Singapore has a flawless sustainability reporting rate, but there are still areas it needs to improve, says KPMG's Cherine Fok in an interview with finews.asia.
Sustainability reporting is a journey that companies must undergo for resilience and meaningful ESG disclosure. According to KPMG Singapore Partner Cherine Fok, the why, what and how of the reporting efforts matter and this is an area that Singapore needs to improve on despite it having a perfect, 100 percent sustainability reporting rate.
In an interview with finews.asia, she indicated that as sustainability reporting is increasingly being seen as a complement to traditional financial reporting, it must comprehensively address emerging risks and opportunities to be relevant. Besides accuracy and reliability, companies must assess and quantify exposures to the risks such as climate change, biodiversity, and social equity while disclosing mitigation and adaptation measures. After that, it should price the residual risks.

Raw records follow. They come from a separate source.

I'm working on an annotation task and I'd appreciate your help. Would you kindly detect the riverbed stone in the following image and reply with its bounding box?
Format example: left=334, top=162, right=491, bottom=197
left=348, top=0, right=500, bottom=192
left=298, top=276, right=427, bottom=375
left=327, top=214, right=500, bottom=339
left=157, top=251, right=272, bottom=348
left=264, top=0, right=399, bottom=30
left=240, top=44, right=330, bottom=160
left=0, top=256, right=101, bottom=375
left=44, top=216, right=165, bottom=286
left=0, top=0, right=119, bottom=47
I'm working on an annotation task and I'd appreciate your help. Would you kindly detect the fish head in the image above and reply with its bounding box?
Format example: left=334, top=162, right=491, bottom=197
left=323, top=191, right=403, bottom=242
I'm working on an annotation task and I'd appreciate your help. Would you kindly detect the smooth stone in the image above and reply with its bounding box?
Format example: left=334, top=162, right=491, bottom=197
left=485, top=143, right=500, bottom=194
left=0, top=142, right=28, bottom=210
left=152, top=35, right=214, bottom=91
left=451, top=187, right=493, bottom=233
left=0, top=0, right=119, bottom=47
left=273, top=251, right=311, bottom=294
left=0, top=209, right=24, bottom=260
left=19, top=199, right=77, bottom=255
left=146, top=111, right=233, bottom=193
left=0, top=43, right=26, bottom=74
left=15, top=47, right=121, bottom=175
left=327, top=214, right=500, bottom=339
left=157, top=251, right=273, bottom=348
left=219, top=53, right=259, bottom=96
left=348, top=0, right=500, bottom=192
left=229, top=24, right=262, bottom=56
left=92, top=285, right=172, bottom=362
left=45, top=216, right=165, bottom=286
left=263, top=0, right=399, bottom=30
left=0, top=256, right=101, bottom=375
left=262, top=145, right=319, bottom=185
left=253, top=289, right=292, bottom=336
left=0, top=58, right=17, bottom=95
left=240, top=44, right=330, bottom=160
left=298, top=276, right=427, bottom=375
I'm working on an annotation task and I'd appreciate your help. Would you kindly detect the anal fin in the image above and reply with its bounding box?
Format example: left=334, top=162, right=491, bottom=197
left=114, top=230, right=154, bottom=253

«Mitigation and adaptation measures would often include a refresh of business strategy to also capture opportunities,» Fok indicated.
New Regulation
Starting on 1 January 2023, the Singapore government will require the managers of retail ESG funds to make detailed sustainability disclosures alongside their annual reports. This move is important for the market, but retail investors must also be equipped with the ability to understand the disclosures and what they mean for their investment decisions.
«It is crucial for the regulators to play a role in ensuring and enhancing the quality of reports through a combination of capability building, regulated assurance, and more,» she said.